Misconceptions about deaf people
The next question dealt with the biggest misconceptions about sign language. Ms. Njeyiyana criticized that sign language is sometimes considered a “monkey's language” and hearing people make fun of it. However it is a rather complex language on its own. Ms. Aaron added that members of the deaf community are often confronted with rather insulting questions such as “Can deaf people talk, read or drive?”, “Can they get married or can deaf women have children?” Many hearing people are under the impression that deaf people cannot raise children on their own. But for Ms. Njeyiyana and Ms. Aaron teaching sign language is just another language for the children of deaf parents to learn and does not impact negatively on their ability to speak.
Better access to education
Access to Education was the main point stressed by all panelists concerning the question “What would you like to say to leaders?” For the panelists, access to education is the most important thing and the lack of education is the starting point for many other problems, which members of the deaf community face, such as unemployment or exclusion. Education for members of the deaf community does not only consist of adequate schools, but also of deaf teachers who can teach sign language properly; the possibility to complete universities degrees in sign language; sufficient funding, Early Childhood Development (ECD) and education for parents of deaf children.
The role of schools and universities
The last question was addressed to Ms. Lyner-Cleophas regarding the role of schools and universities. Ms. Lyner-Cleophas emphasized that the Stellenbosch University has made a lot of progress in the last couple of years regarding integrating students with disabilities.
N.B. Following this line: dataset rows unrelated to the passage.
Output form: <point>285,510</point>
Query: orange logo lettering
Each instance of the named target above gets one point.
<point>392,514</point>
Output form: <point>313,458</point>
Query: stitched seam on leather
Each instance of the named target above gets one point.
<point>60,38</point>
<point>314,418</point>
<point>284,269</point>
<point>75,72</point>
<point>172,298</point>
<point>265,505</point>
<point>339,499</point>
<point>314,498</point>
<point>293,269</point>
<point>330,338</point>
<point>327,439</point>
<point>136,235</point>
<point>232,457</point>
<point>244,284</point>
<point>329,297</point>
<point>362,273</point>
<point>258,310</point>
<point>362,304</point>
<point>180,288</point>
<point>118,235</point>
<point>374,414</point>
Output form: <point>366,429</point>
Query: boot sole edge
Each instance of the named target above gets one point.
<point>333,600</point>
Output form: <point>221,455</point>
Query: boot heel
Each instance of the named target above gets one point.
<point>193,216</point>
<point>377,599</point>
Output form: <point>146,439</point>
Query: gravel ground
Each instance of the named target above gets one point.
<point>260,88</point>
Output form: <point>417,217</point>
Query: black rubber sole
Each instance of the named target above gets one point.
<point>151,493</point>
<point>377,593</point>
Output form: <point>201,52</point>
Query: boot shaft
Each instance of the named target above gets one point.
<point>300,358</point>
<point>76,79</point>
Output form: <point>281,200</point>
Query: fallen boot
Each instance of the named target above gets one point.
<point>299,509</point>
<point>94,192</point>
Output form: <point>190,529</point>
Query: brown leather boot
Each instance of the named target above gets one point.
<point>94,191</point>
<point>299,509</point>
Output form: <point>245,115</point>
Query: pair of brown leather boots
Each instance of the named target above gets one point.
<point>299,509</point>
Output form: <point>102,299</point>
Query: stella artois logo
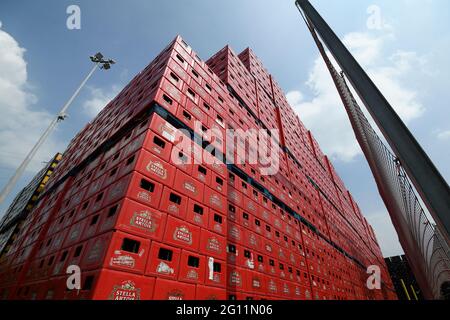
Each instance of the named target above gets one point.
<point>164,268</point>
<point>116,190</point>
<point>144,196</point>
<point>197,111</point>
<point>158,150</point>
<point>173,208</point>
<point>123,261</point>
<point>96,251</point>
<point>235,279</point>
<point>234,233</point>
<point>175,294</point>
<point>214,245</point>
<point>218,167</point>
<point>125,291</point>
<point>218,227</point>
<point>216,278</point>
<point>144,220</point>
<point>200,90</point>
<point>256,283</point>
<point>171,90</point>
<point>215,200</point>
<point>157,168</point>
<point>292,258</point>
<point>198,219</point>
<point>272,286</point>
<point>183,234</point>
<point>189,186</point>
<point>74,234</point>
<point>233,195</point>
<point>192,274</point>
<point>307,294</point>
<point>252,240</point>
<point>277,223</point>
<point>288,230</point>
<point>167,131</point>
For example, in the 1980s the university only provided text conversion for blind and vision impaired students but in 2000 the university made the decision to support all students with disabilities, including physical and psycho-logical conditions. The university started a formal process which allowed these students for example more time in exams. Eleven years ago the Disability Unit at the Stellenbosch University was founded and in 2016 the language policy budget was introduced, which made the employment of two professional sign language interpreters possible. But despite all these positive developments, Ms. Lyner-Cleophas also pointed out that the university still has a long way to go.
The Discourse Café ended with an informative discussion between the panelist and the audience. At the end of the discussion Ms. Njeyiyana highlighted that deaf people do not need to be fixed or to be told what is good for them since deafness is part of their identity.